Bunu yaşamış biri olarak şunu söyleyebilirim ki; çok rahatsız ediciydi. Kilo ya da herhangi bir neden yüzünden hepimizin bunu yaşama potansiyeli var. Özellikle kadın bedeni üzerinden yapılan bu eleştirileri çok yanlış buluyorum. Bana bu baskı yapıldığında 16 yaşımdaydım. Çok gençtim. Çabuk kırılabilirdim. O süreci atlattım çünkü kendimle hep barışıktım. Ama bundan etkilenebilecek birçok kadın var. Umarım güzellik algısı üzerinden kadınlara yönelik eleştiri bir an önce son bulur.

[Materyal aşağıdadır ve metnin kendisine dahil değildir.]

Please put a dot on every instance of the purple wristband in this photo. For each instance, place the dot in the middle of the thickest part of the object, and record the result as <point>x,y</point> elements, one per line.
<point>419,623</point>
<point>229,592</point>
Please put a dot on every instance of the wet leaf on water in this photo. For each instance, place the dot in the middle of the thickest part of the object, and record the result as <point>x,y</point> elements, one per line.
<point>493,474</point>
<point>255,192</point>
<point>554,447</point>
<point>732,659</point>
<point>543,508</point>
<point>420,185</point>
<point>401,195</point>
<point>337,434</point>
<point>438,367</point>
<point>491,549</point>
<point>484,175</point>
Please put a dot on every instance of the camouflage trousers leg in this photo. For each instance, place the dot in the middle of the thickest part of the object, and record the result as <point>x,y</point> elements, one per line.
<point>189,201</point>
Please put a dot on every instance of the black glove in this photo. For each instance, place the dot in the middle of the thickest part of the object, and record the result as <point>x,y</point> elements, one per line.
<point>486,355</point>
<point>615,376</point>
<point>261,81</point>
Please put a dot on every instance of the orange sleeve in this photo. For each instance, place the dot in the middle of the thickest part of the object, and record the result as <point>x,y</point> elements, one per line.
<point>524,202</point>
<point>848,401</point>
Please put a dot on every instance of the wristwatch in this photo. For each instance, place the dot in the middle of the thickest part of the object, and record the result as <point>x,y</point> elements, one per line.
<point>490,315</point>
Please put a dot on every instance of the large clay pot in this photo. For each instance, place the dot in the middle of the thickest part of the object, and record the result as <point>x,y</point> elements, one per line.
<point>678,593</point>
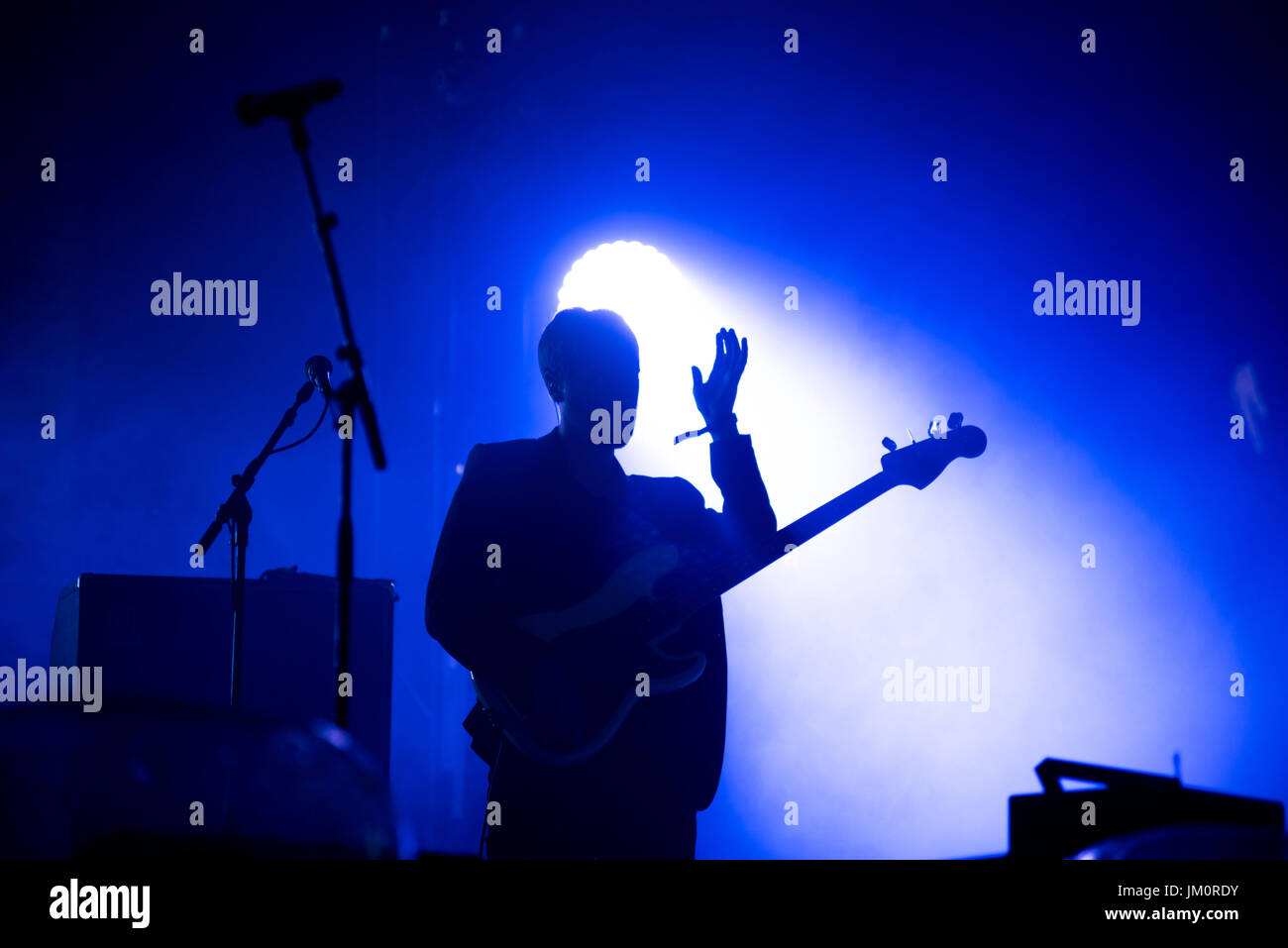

Güzellik sana ne ifade ediyor?
İyi niyet eşittir güzellik benim için. Şimdi bir şey diyeceğim ama hiç hoşuna gitmeyecek...
Nedir o?
Klişe bulacaksın ama gerçekten insanın iç güzelliğinin dışına da yansıdığını düşünüyorum.
ŞARKI SÖYLEMEYİ ÇOK SEVİYORUM
- Hayatımın güzel bir dönemindeyim. Mutluyum. Tabii olumsuzluklar yaşasam da bunlarla barışmış ve kabullenmiş durumdayım.
- Müziğe büyük bir tutkum var. Şarkı söylemeyi ve dinlemeyi çok seviyorum. Şimdilerde at binmeye başladım. O da kafamı dağıtıp kendimi iyi hissetmemi sağlıyor.
- Oyunculuk hayatımın çok büyük bir parçası. Çalışmak beni çok mutlu ve tatmin eden bir şey. Zaman zaman ağır tempolarda çalışıyor olsam bile sette ruhumun dinlendiği çok oluyor.
- Daha özgün ve özgür hikâyelerin içinde yer almak istiyorum. Seçimlerimi yaparken buna dikkat ediyorum.